Low Testosterone

Older men whose testosterone levels have dropped over the years should only be given testosterone replacement to treat sexual dysfunction, according to new guidelines from the American College of Physicians (ACP). "Physicians are often asked by patients about ‘low T’ and are skeptical about the benefits of testosterone treatment," said Robert McLean, MD, MACP, president of the ACP.  The analysis showed that older men might sustain small improvements in sexual function with testosterone treatment but are unlikely to experience improvement in energy, mood, or cognition.

Sales of treatments for low testosterone or "low T" tripled from 2001 to 2011, fueled by direct-to-consumer advertising promising that androgen replacement therapy, testosterone in the form of skin patches, topical gels, pills and shots, could restore men's vitality and libido. That trend reversed starting in 2013 as studies were published suggesting the treatments carried the risk of stroke and heart attack. In 2016, the U.S. Food and Drug Administration ordered manufacturers to list warnings of the risk for heart-related and mental health side effects on product labels.

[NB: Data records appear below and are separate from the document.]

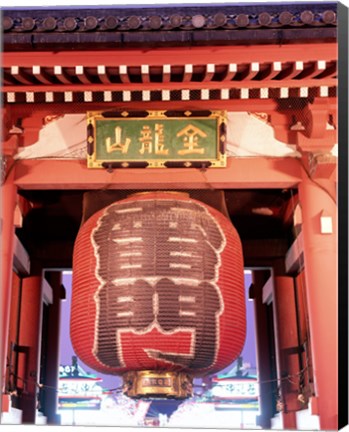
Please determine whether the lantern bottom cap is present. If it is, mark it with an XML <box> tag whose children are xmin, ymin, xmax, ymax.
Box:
<box><xmin>122</xmin><ymin>370</ymin><xmax>193</xmax><ymax>399</ymax></box>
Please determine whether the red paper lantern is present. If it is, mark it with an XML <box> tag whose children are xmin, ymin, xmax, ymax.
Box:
<box><xmin>71</xmin><ymin>192</ymin><xmax>245</xmax><ymax>398</ymax></box>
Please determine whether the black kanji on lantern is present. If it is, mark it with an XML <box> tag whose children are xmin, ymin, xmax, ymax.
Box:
<box><xmin>92</xmin><ymin>198</ymin><xmax>225</xmax><ymax>369</ymax></box>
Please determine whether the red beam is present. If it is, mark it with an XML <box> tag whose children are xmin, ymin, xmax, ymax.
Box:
<box><xmin>4</xmin><ymin>98</ymin><xmax>337</xmax><ymax>123</ymax></box>
<box><xmin>14</xmin><ymin>157</ymin><xmax>302</xmax><ymax>190</ymax></box>
<box><xmin>2</xmin><ymin>77</ymin><xmax>337</xmax><ymax>93</ymax></box>
<box><xmin>4</xmin><ymin>98</ymin><xmax>282</xmax><ymax>117</ymax></box>
<box><xmin>2</xmin><ymin>44</ymin><xmax>337</xmax><ymax>68</ymax></box>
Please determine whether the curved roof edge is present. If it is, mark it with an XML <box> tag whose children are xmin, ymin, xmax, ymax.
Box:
<box><xmin>2</xmin><ymin>2</ymin><xmax>337</xmax><ymax>51</ymax></box>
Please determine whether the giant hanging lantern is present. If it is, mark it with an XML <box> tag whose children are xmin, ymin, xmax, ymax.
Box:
<box><xmin>71</xmin><ymin>191</ymin><xmax>245</xmax><ymax>399</ymax></box>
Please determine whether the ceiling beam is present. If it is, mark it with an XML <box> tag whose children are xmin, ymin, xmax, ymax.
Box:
<box><xmin>14</xmin><ymin>157</ymin><xmax>302</xmax><ymax>190</ymax></box>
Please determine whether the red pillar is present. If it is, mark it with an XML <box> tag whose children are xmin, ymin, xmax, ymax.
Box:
<box><xmin>1</xmin><ymin>156</ymin><xmax>17</xmax><ymax>400</ymax></box>
<box><xmin>5</xmin><ymin>272</ymin><xmax>22</xmax><ymax>393</ymax></box>
<box><xmin>17</xmin><ymin>276</ymin><xmax>43</xmax><ymax>423</ymax></box>
<box><xmin>298</xmin><ymin>175</ymin><xmax>337</xmax><ymax>429</ymax></box>
<box><xmin>272</xmin><ymin>274</ymin><xmax>299</xmax><ymax>429</ymax></box>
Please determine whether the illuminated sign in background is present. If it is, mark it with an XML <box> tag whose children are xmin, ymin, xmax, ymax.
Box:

To refine the potential benefits and harms of testosterone therapy in men with age-related low testosterone levels, the ACP has issued a set of recommendations, published in the Annals of Internal Medicine. The guidelines are based on a review of evidence from 38 randomized controlled trials between 1980 and 2019 that evaluated the effects of testosterone therapy on various outcome measures. These measures include quality of life, sexual and physical function, and adverse events among older men with low testosterone levels.

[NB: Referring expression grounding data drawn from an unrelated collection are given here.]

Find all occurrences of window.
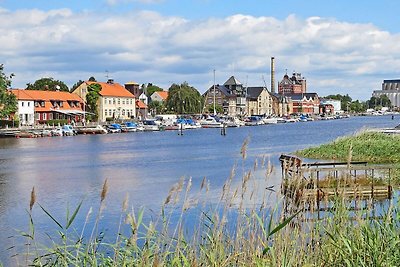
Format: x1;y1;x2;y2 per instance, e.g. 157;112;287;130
105;98;107;104
35;102;39;107
122;99;125;105
41;101;45;107
113;99;116;105
28;102;30;107
109;99;112;105
59;101;63;107
122;109;125;116
118;98;120;105
42;113;47;120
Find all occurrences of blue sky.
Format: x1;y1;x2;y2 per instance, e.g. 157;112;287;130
1;0;400;100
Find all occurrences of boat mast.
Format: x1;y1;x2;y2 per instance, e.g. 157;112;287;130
213;69;216;116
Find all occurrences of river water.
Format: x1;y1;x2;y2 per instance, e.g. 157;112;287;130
0;115;397;263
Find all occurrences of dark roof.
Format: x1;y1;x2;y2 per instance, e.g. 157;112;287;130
223;76;242;86
202;84;235;97
246;87;265;99
286;93;319;101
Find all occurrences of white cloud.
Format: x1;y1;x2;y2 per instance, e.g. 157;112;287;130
2;9;400;100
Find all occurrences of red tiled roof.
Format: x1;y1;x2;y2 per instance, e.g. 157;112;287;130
156;91;169;100
87;81;135;98
136;100;147;109
10;89;84;112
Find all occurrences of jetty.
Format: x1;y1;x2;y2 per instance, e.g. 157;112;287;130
279;154;394;220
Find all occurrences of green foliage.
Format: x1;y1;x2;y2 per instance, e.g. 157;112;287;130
366;95;391;109
297;131;400;164
207;104;223;114
26;77;69;92
45;119;68;126
88;76;97;82
165;82;203;114
0;64;17;118
325;94;352;111
145;83;163;97
148;100;164;115
86;83;101;121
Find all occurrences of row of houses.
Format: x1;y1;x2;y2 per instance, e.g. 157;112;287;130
10;72;340;126
203;73;340;117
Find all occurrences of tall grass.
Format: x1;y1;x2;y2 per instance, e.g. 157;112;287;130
9;139;400;266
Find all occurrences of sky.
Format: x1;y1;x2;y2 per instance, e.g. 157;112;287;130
1;0;400;100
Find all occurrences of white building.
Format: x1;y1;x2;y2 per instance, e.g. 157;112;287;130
372;79;400;107
73;79;136;122
321;99;342;114
10;90;35;126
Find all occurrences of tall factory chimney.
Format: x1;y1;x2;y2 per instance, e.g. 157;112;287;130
271;57;275;93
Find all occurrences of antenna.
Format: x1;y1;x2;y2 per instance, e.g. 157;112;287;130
105;70;109;80
262;75;268;89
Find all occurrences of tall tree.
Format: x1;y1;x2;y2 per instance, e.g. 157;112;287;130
0;64;17;118
86;83;101;121
165;82;203;114
26;77;69;92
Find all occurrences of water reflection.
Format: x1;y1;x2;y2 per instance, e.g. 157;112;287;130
0;115;398;264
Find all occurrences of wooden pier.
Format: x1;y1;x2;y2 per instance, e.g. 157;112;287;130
279;154;394;220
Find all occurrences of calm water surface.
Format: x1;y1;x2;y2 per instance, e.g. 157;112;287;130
0;115;397;263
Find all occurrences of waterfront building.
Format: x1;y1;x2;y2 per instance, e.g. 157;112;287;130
202;82;236;116
278;72;307;95
285;93;320;114
73;79;136;122
124;81;141;97
246;87;274;116
136;100;148;120
320;99;342;114
150;91;169;103
11;89;84;125
372;79;400;107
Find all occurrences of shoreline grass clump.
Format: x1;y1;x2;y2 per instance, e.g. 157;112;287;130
296;131;400;164
7;139;400;266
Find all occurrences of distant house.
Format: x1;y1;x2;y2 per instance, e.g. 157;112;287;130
136;100;148;119
202;84;236;116
246;87;274;116
73;79;136;122
124;81;141;98
150;91;169;103
10;89;84;125
286;93;320;114
139;92;148;105
320;99;341;114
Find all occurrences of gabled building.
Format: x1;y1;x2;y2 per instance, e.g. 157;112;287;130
278;72;307;95
223;76;246;115
11;89;84;125
73;79;136;122
246;87;274;116
202;84;236;116
150;91;169;103
286;93;320;114
136;100;148;120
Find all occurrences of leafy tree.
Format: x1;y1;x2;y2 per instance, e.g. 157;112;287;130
366;95;391;109
0;64;17;118
207;104;223;114
86;83;102;121
146;83;163;97
165;82;203;114
324;94;352;111
349;100;366;113
26;77;69;92
88;76;97;82
148;100;164;115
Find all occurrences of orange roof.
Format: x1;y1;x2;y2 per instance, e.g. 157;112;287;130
156;91;169;100
87;81;135;98
136;100;148;109
10;89;83;112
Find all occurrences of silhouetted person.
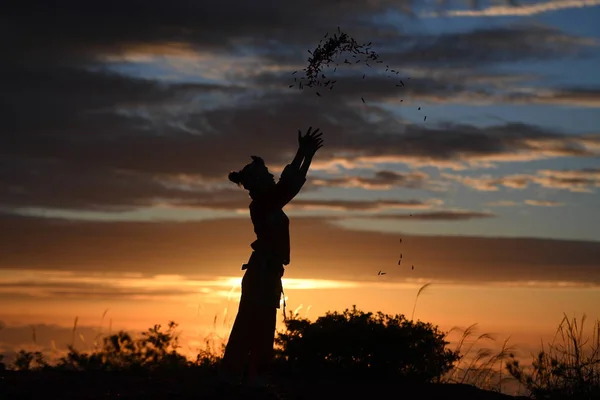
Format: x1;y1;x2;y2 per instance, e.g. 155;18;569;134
218;127;324;389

The primary guideline is a suggestion that clinicians should start a discussion about whether to initiate treatment in men with age-related low testosterone with sexual dysfunction who want to improve sexual function. This discussion between clinician and patient should include potential benefits, harms, costs, and patient preferences. The rationale for the guideline is based on evidence indicating patients may see small improvement in sexual functioning with treatment but little evidence for improvement of physical function, depressive symptoms, energy, or cognition. 

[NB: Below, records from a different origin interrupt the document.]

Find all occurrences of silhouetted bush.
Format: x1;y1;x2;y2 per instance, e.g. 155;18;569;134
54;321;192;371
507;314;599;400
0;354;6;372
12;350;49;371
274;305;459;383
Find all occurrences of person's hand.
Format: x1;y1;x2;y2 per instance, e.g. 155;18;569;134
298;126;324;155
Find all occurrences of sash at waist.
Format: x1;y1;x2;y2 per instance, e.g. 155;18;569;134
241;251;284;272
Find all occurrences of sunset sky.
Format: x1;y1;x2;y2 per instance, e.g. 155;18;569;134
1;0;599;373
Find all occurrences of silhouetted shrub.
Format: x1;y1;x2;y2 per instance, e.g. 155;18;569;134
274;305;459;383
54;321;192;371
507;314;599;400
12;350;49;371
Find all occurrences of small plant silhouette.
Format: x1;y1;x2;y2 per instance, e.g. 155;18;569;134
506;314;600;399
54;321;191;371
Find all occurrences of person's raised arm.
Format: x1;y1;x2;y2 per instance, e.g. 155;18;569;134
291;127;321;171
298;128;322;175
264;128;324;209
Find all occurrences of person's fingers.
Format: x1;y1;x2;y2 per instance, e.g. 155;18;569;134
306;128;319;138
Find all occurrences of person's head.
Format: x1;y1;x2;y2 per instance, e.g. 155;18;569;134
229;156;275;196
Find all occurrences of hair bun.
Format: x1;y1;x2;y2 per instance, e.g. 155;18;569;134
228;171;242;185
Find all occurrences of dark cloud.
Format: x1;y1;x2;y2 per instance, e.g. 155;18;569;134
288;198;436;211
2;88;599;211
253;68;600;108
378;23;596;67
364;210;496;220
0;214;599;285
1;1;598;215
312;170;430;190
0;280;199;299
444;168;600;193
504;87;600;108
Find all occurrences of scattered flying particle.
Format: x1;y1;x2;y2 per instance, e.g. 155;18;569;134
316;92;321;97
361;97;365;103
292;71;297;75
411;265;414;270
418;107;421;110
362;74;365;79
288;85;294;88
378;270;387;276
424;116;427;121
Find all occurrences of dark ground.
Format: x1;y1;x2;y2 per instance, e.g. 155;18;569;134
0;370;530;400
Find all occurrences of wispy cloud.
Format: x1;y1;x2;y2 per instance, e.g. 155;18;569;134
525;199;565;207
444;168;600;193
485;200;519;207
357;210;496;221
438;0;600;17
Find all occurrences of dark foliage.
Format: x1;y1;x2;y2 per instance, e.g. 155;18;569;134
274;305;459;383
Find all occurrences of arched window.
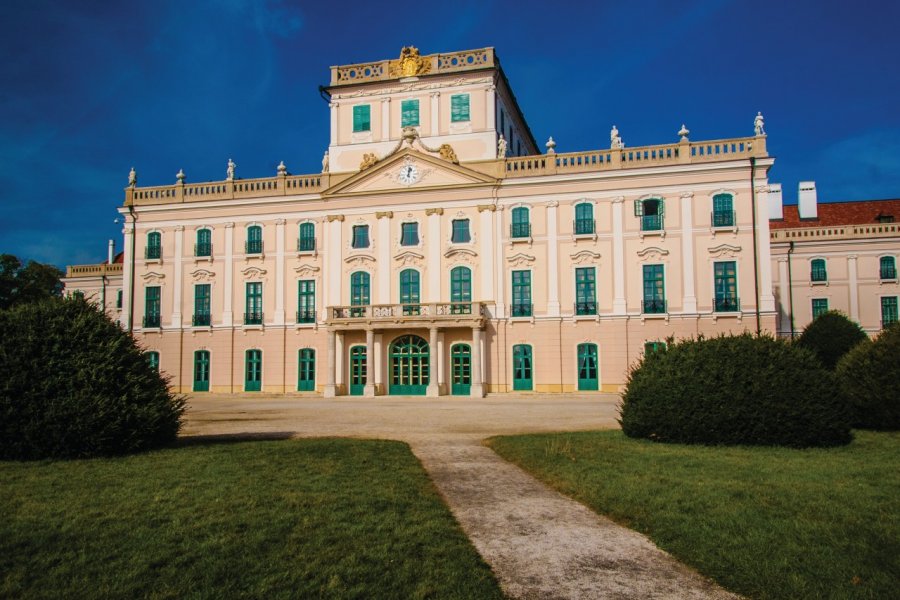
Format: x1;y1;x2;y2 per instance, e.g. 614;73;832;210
880;256;897;280
146;231;161;259
511;207;530;238
450;266;472;314
350;272;370;317
810;258;827;283
574;203;594;235
298;222;315;252
634;198;664;231
400;269;420;315
195;228;212;257
246;225;263;254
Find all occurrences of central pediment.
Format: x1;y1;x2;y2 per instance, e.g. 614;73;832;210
322;148;497;197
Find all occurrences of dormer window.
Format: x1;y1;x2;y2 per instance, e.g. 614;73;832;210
877;213;895;223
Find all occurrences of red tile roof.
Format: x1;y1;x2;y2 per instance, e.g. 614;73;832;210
769;199;900;229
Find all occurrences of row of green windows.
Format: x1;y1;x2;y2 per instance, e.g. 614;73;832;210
811;297;898;328
145;349;316;392
146;223;317;259
351;220;471;249
811;257;897;283
351;94;471;133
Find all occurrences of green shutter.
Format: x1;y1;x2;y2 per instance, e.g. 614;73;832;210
577;343;599;391
642;265;665;314
349;346;367;395
193;350;210;392
512;271;531;316
512;344;533;390
245;349;262;391
298;349;315;391
576;268;596;314
401;99;419;127
298;280;315;323
451;344;471;395
812;298;829;319
194;284;211;326
451;94;470;122
353;105;371;132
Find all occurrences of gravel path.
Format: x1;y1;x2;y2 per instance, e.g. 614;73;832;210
182;395;738;599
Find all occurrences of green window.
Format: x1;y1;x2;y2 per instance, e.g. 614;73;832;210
577;343;599;391
450;344;471;395
712;194;734;227
389;335;429;395
298;222;315;252
245;349;262;392
574;203;595;235
451;266;472;314
811;298;829;320
882;296;898;328
511;270;531;317
714;261;739;311
350;271;370;317
450;94;470;122
193;284;211;326
634;198;664;231
512;344;533;391
401;222;419;246
642;265;666;314
349;346;367;395
452;219;471;243
116;289;122;309
146;231;161;259
352;225;369;249
246;225;263;254
195;228;212;257
193;350;210;392
245;282;262;325
511;207;530;238
880;256;896;280
352;104;371;132
298;349;315;391
144;286;160;328
644;341;666;355
145;351;159;372
401;99;419;127
810;258;827;282
575;267;597;315
400;269;420;315
297;280;315;323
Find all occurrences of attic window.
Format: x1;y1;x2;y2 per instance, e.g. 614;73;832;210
876;213;895;223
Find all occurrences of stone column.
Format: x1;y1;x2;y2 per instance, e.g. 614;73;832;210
329;102;338;146
486;86;496;130
335;331;344;389
470;327;484;398
326;215;344;309
122;223;133;331
756;185;776;312
364;328;376;397
376;211;392;304
680;192;697;313
274;218;285;325
427;327;439;397
777;257;789;335
223;222;234;326
429;91;440;136
478;204;496;315
425;208;442;302
324;329;336;398
172;226;184;327
437;331;445;395
612;196;627;314
546;200;560;316
380;98;390;141
374;333;384;394
848;254;859;321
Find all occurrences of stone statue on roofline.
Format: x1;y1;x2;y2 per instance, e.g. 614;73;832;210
610;125;624;149
128;167;136;187
226;158;236;181
754;112;765;136
497;134;507;159
322;151;329;173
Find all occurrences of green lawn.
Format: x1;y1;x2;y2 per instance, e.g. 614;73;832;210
1;438;503;599
487;430;899;600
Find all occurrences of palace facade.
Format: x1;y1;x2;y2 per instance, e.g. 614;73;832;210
65;46;786;396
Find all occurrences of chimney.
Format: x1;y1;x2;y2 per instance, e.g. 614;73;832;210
108;240;115;264
768;183;783;220
798;181;818;219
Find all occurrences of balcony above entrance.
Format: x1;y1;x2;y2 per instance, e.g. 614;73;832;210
326;302;486;329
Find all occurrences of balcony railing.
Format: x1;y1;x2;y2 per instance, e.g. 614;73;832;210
881;266;897;280
296;308;316;323
245;240;263;255
575;301;597;315
510;222;531;238
642;299;667;314
711;210;735;228
195;242;212;257
192;313;211;326
328;302;485;322
244;311;263;325
714;296;740;312
641;215;663;232
297;237;316;252
143;314;161;328
510;302;532;317
145;246;161;260
574;219;595;235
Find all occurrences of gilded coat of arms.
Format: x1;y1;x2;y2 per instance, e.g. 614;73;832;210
391;46;430;77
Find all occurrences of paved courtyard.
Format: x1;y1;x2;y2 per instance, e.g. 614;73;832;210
183;394;736;599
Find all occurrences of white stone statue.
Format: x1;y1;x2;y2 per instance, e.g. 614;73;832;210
128;167;136;187
610;125;624;149
277;161;287;175
226;158;236;181
322;151;329;173
678;124;690;142
545;136;557;154
176;168;185;182
754;112;765;136
497;134;507;159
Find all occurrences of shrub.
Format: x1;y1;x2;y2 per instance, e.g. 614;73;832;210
795;311;868;370
836;324;900;430
0;297;185;460
619;333;851;447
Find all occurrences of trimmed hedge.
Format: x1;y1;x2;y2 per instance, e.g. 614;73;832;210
836;323;900;430
795;311;867;370
619;333;852;447
0;297;185;460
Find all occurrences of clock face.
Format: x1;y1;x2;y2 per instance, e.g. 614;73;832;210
398;163;420;185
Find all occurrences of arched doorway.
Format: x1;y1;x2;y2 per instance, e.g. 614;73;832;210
512;344;533;391
390;334;429;395
451;344;471;395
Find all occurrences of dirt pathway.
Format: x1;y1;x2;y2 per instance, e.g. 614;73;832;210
183;395;737;599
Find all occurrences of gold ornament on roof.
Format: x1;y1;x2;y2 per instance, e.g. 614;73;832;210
391;46;430;78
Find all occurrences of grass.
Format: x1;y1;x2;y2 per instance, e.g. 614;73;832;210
487;429;899;600
0;438;504;599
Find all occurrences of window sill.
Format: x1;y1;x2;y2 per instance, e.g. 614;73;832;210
144;257;162;265
640;312;669;323
243;324;264;330
296;249;317;258
879;278;898;285
710;225;738;236
244;253;265;260
638;229;665;240
295;321;317;329
574;232;597;242
509;236;532;245
351;131;373;143
810;280;829;287
711;310;743;323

The new study also suggested that clinicians should be reevaluating symptoms within 12 months and periodically thereafter. Treatment should be discontinued by clinicians in men with age-related low testosterone with sexual dysfunction who see no improvement in sexual function. The conclusive recommendation suggests clinicians should only prescribe testosterone treatment in men with age-related low testosterone for treating sexual function issues and not initiate treatment to improve energy, vitality, physical function, or cognition.